Among Anglophone philosophers, the market for French imports is not what it used to be. Once upon a time, the introduction of structuralism and poststructuralism galvanised an unprecedented demand for what came to be called ‘French Theory’. In the 1970s and 1980s, an astonishing array of Francophone philosophers, scholars and theorists were introduced to audiences in the US, UK and elsewhere. Roland Barthes, Jean Baudrillard, Hélène Cixous, Jacques Derrida, Gilles Deleuze, Michel Foucault, René Girard, Luce Irigaray, Jacques Lacan and Jean-François Lyotard were but a few of the French legion whose works were ardently translated and voraciously consumed. More than anything else, French Theory bears witness to a reception history whose enthusiastic and even inflationary excesses are likely to strike us as ‘days of wine and roses’ – not just ethereal but impossibly remote.1

Naturally, a handful of luminaries from this older generation of French philosophers remain (e.g., Alain Badiou, Julia Kristeva, Jean-Luc Nancy and Jacques Rancière), and a smattering of ‘younger’ philosophers have achieved notoriety in the Anglophone world (e.g., Bernard Stiegler, Catherine Malabou, Quentin Meillassoux). But my point is that the milieu of philosophy, the so-called marketplace of ideas, has undergone a profound transformation. Today, the significance of a philosopher, French or otherwise, seems to have been hitched to the fluctuations of academic vogues and the rapid cycling of intellectual paradigms. The philosophical marketplace is characterised by breathtaking speeds and sudden accelerations which outstrip our powers of comprehension, leaving us with the most impoverished of theoretical measures: is it trending? In a sense, what we call theory resembles nothing as much as a futures exchange in which (as most any graduate student can tell you) intellectual investment becomes a matter of speculation. Of course, futures markets were initially developed to manage risk, but the means of hedging one’s bets – derivatives – have introduced risks that seem to typify, mutatis mutandis, the theory market. Inasmuch as I’ve suggested that this market increasingly renders intellectual investment speculative, the nature of the wager no longer concerns a philosopher, a theory or a discourse so much as it refers to what economists call the ‘underlying’, a contract whose value is contingent on the performance of an underlying entity. In a sense, value has been displaced onto market factors to which philosophy is indexed.

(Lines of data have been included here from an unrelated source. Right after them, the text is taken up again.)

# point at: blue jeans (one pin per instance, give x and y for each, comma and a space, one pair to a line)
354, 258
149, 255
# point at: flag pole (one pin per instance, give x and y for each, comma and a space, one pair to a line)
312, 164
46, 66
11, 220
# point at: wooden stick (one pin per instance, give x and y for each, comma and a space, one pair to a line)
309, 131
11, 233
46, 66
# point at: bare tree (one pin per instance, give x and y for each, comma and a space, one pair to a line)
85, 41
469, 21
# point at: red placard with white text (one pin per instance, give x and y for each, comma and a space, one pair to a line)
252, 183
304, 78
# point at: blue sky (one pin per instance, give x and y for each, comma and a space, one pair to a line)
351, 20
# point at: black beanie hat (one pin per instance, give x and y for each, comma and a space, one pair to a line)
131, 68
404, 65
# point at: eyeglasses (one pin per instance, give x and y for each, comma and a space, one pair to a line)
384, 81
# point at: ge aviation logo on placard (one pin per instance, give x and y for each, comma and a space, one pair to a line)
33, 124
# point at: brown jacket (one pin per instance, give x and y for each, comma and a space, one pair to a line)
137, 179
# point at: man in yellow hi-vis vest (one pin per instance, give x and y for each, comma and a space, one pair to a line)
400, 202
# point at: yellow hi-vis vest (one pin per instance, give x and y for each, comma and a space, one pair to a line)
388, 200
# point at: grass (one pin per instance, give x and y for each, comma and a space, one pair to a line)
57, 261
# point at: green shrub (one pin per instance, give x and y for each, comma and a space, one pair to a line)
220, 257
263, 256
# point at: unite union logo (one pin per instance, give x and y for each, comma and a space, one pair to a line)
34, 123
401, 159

No doubt, this is a ruefully nihilistic portrait of our state of affairs, but it’s in the context of this cynical calculus that, I think, the importance of Anne Sauvagnargues’s work can be appreciated. For those who do not yet know her work, Sauvagnargues is among the most rigorous, creative and wide-ranging continental philosophers working in France, or any-where else, today. Her philosophical project, especially as we find it in Artmachines, offers a singular rejoinder to the marketplace of philosophy: the book before you formulates a style of thinking whose intelligence and humour, joy and vitality, presage a different way of pursuing philosophy and, I would add, a different modus vivendi. Not that she is unaware of dangers faced by philosophy today or insensitive to their extent: rather, it seems to me that Sauvagnargues continually manages to make the sad passions visited on philosophy the impetus to affirm the practice of philosophy as both ‘critical and clinical’, diagnostic and creative. Indeed, one of the great virtues of Sauvagnargues’s work is that she demands rigour without sacrificing the living latitude – the wiggle room – within which something new can be created. Her thinking is unfailingly precise but never petty.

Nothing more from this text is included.